Melville terminó su obra maestra, Moby Dick, cuando tenía 32 años. Siendo todavía un joven escritor, había creado una de las obras más densas e imaginativas de toda la literatura, elogiada hoy en día por muchos como la mejor novela en lengua inglesa. Pero Moby Dick fue un fracaso en su propio tiempo, despreciada por críticos y rechazada por lectores; las verdades de Melville eran muy difíciles de escuchar. Pasarían décadas después de su muerte antes de que el poder de su obra fuera reconocido.
No es de sorprender, entonces, que la mayoría de los escritos de Melville después de Moby Dick se preocupen por el problema de la comunicación. En la novela Billy Budd, la segunda novela más famosa del autor, un hombre joven que se ve impedido a hablar no puede defender su inocencia. “Benito Cereno” también termina con un icónico momento de comunicación fallida, cuando el atormentado capitán del barco esclavista es absolutamente incapaz de transmitirle a su salvador la verdad que lo destruyó. “Bartleby, el escribiente”, una de las novelas breves más famosas del siglo XIX, es también una historia sobre la incomunicación y sobre la imposibilidad de conexión entre seres humanos.
En 1852, la revista Putnam le pidió a Melville que contribuyera con una obra corta de ficción. El escritor comenzó escribiendo la historia de una mujer joven y casada llamada Agatha que espera novedades de su esposo durante 17 años, luego de que este partiera en búsqueda de trabajo. En la concepción del relato, el buzón de correo, que con su falta de uso y el paso del tiempo se pudría y desmoronaba, era un símbolo esencial. Para Agatha, las noticias nunca llegaban.
Aunque la historia le atraía por su simbolismo, para Melville no funcionaba como relato de ficción. Finalmente la abandonó, aunque la idea del buzón abandonado y de la correspondencia que no llegaba se transformó en la Oficina de Cartas Muertas del inquietante final de “Bartleby, el escribiente”. Cuando esta novela breve fue publicada, en 1853, para la revista, no tuvo mucho revuelo. Al igual que lo que ocurrió con las obras más interesantes de Melville, la complejidad del relato alejó a sus lectores.
En muchos sentidos, “Bartleby” es una de las primeras historias sobre el descontento laboral y empresarial. Melville era un hijo de la Ciudad de Nueva York, y su historia se desarrolla en Wall Street. Los escribientes son parte de la maquinaria de la industria y el comercio modernos, hombres educados que deben realizar trabajos tediosos. “Ser parte de la máquina” podría ser una descripción justa de su labor: más adelante serán máquinas, de hecho, las que desempeñarán sus servicios. En este mundo en el que las personas hacen su trabajo, ganan su paga y continúan así hasta que mueren, Bartleby es un fenómeno extraño y marginal. Parece un hombre profundamente deprimido y solitario que es incapaz de hallar un trabajo que lo satisfaga. Bartleby, para quien la vida en sí misma es desgastante y carece de sentido, no puede hallar un lugar en el mundo, y por eso muere.

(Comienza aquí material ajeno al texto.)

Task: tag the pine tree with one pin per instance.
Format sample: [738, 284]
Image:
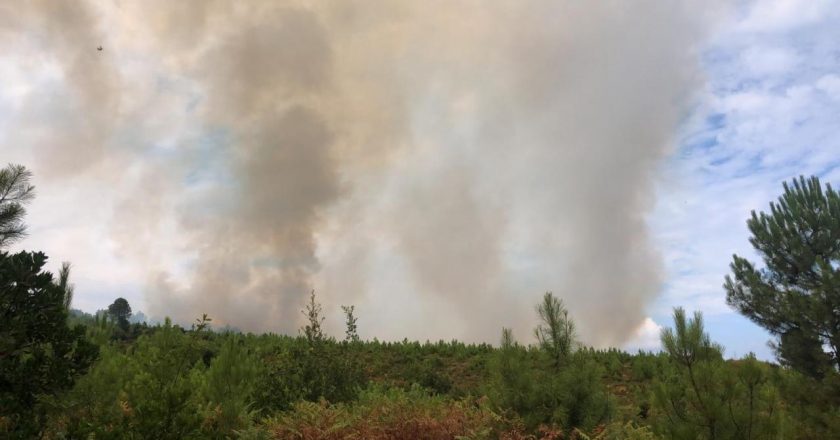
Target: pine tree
[15, 190]
[797, 295]
[556, 333]
[350, 335]
[312, 330]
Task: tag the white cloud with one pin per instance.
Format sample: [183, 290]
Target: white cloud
[769, 113]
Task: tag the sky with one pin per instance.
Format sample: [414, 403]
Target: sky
[439, 166]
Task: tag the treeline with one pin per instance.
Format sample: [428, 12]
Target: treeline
[68, 376]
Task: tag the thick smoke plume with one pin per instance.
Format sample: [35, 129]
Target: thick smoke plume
[439, 164]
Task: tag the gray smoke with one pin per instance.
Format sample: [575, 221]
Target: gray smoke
[439, 164]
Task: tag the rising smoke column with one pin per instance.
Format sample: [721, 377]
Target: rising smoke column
[439, 164]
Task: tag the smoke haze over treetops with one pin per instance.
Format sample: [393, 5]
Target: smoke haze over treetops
[438, 164]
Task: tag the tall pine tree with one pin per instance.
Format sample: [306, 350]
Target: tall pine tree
[797, 295]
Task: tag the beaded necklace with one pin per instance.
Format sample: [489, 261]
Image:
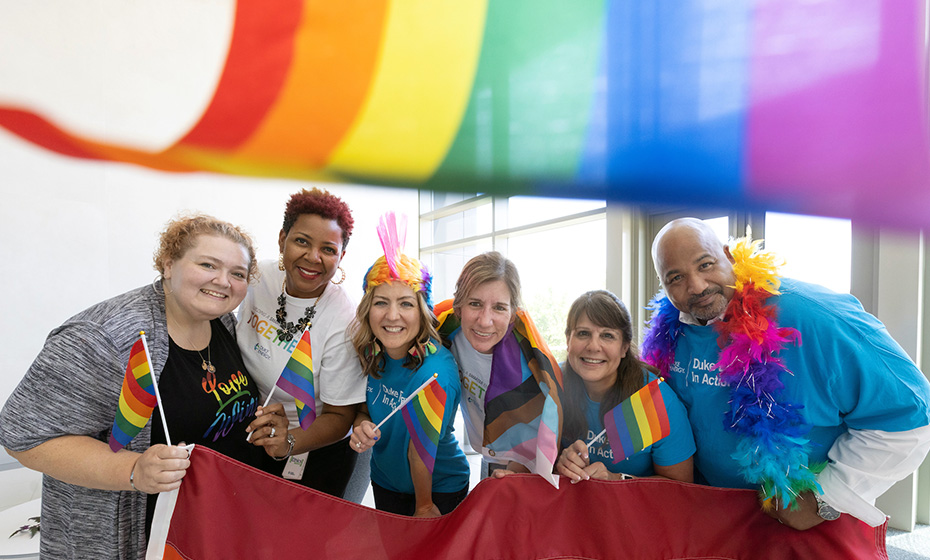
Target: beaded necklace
[773, 447]
[289, 329]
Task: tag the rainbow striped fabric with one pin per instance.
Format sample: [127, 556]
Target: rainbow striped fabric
[136, 398]
[297, 380]
[423, 416]
[637, 422]
[801, 106]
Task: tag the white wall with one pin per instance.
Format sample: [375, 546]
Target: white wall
[73, 233]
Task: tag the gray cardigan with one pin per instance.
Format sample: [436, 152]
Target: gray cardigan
[72, 388]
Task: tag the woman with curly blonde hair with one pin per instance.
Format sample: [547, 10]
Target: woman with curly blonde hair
[97, 503]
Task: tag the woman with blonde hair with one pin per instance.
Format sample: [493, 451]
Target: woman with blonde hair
[398, 347]
[97, 503]
[509, 378]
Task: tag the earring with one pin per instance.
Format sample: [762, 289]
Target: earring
[163, 287]
[373, 348]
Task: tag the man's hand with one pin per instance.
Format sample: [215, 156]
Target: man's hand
[801, 519]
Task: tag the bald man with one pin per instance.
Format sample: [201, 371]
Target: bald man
[867, 404]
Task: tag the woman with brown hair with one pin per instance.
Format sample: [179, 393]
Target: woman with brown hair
[603, 369]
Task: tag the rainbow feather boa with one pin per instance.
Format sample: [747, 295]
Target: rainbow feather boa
[773, 449]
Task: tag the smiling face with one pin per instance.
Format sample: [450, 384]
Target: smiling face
[594, 353]
[312, 251]
[394, 317]
[695, 269]
[486, 314]
[209, 280]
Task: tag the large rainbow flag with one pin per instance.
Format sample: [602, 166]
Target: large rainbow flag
[136, 398]
[637, 422]
[423, 416]
[297, 380]
[791, 105]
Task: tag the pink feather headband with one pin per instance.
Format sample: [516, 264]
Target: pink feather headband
[395, 265]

El empleador de Bartleby, un hombre mayor de quien no sabemos el nombre, intenta, pero no consigue, conectar con él. De alguna manera logra empatizar con el extraño escribiente, pero no puede (o no quiere) ayudarlo. En el final del relato, una de las preguntas de la historia se centra en su relación: ¿le falló el narrador a Bartleby? Y sí le falló, ¿era esta falla evitable? ¿Cuán responsable es un hombre de la salvación de otro hombre? Aún más perturbadora es la idea de que Bartleby no fuese el único condenado. El mundo que lo sumió en la penumbra es visto desde una nueva luz, y quienes se han adaptado a él, como el narrador y sus otros empleados, parecen adormecidos y entumecidos.